アジア向け輸出が過去最大 貿易黒字17年2.9兆円
2018/1/24 10:35
https://www.nikkei.com/article/DGXMZO26067140U8A120C1MM0000/

 財務省が24日発表した貿易統計速報(通関ベース)によると、2017年の輸出額は16年比で11.8%増え78兆2897億円だった。2年ぶりに増加した。中国を含むアジア向けにスマートフォン(スマホ)に使う液晶デバイスなどを製造する半導体製造装置が大きく伸びた。年間の輸出額は中国、中国を含むアジアともに過去最大だった。
 輸出額から輸入額を差し引いた17年の貿易収支は25.1%減の2兆9910億円。2年連続で黒字を確保したものの、黒字幅は縮小した。
 中国を含むアジア向け輸出は15.7%増の42兆9252億円、中国向けは20.5%増の14兆8914億円と、ともに2桁の伸びを確保した。けん引役は半導体製造装置で、アジア向けで3割超、中国向けで5割近く伸びた。高機能なスマホやあらゆるモノがネットにつながる「IoT」の普及に伴い、中国や韓国などで半導体の生産能力増強や高度化が進んだ。

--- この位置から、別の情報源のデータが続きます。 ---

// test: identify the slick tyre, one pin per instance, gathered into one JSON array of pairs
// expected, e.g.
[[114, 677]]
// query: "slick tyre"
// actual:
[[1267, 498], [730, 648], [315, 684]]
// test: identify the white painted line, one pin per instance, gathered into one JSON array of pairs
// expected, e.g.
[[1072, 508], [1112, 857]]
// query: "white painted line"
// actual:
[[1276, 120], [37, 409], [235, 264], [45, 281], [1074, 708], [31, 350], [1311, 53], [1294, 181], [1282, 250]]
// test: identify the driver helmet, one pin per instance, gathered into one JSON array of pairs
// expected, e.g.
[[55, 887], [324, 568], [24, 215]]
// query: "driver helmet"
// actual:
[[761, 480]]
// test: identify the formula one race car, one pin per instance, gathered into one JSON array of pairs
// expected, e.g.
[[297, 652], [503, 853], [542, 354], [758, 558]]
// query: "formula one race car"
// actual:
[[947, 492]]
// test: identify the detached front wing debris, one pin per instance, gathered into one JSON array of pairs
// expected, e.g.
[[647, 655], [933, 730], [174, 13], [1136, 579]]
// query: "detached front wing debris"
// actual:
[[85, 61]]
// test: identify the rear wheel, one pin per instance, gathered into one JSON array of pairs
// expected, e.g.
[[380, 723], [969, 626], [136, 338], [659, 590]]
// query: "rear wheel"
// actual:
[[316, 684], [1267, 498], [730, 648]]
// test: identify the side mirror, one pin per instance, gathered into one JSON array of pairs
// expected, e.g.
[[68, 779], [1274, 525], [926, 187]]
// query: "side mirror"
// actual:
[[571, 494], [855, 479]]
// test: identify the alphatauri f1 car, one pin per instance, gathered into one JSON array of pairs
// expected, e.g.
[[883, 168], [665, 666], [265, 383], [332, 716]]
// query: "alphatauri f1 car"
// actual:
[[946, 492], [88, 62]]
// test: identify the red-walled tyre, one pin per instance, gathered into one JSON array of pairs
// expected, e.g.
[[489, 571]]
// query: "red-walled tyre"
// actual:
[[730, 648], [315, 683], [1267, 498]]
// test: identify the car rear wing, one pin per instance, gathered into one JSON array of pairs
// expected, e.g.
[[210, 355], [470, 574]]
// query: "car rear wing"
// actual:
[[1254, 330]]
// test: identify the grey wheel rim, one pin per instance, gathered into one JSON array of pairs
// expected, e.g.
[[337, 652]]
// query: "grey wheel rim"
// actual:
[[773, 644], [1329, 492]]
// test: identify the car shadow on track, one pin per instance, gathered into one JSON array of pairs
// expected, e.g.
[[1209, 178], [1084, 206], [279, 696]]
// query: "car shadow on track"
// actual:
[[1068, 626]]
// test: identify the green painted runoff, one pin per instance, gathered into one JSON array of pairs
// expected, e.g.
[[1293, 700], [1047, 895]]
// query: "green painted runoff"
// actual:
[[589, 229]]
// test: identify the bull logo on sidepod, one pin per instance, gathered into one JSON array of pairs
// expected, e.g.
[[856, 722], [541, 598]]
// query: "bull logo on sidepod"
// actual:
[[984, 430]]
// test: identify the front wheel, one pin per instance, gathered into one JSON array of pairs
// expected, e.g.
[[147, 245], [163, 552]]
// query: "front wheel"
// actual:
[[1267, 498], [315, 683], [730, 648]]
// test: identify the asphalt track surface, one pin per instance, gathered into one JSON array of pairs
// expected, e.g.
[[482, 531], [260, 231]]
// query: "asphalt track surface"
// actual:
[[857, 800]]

 米国向け輸出は6.8%増の15兆1110億円で2年ぶりに増加した。大型の自動車の輸出が伸びた。欧州連合(EU)向けも自動車が伸びて8.5%増の8兆6572億円だった。
 17年の輸入額は全体で14%増の75兆2986億円となり3年ぶりに増加した。原油価格の上昇を背景に、原粗油の輸入額が29.3%増と4年ぶりに伸びた結果、輸入額を押し上げた。
 17年12月単月の輸出額は前年同月比9.3%増の7兆3021億円。日系のメーカーが現地生産を終了した影響で、オーストラリア向けの自動車輸出が増えた。輸入額は14.9%増の6兆9431億円。貿易収支は3590億円と7カ月連続の黒字だが、黒字額は43.5%減った。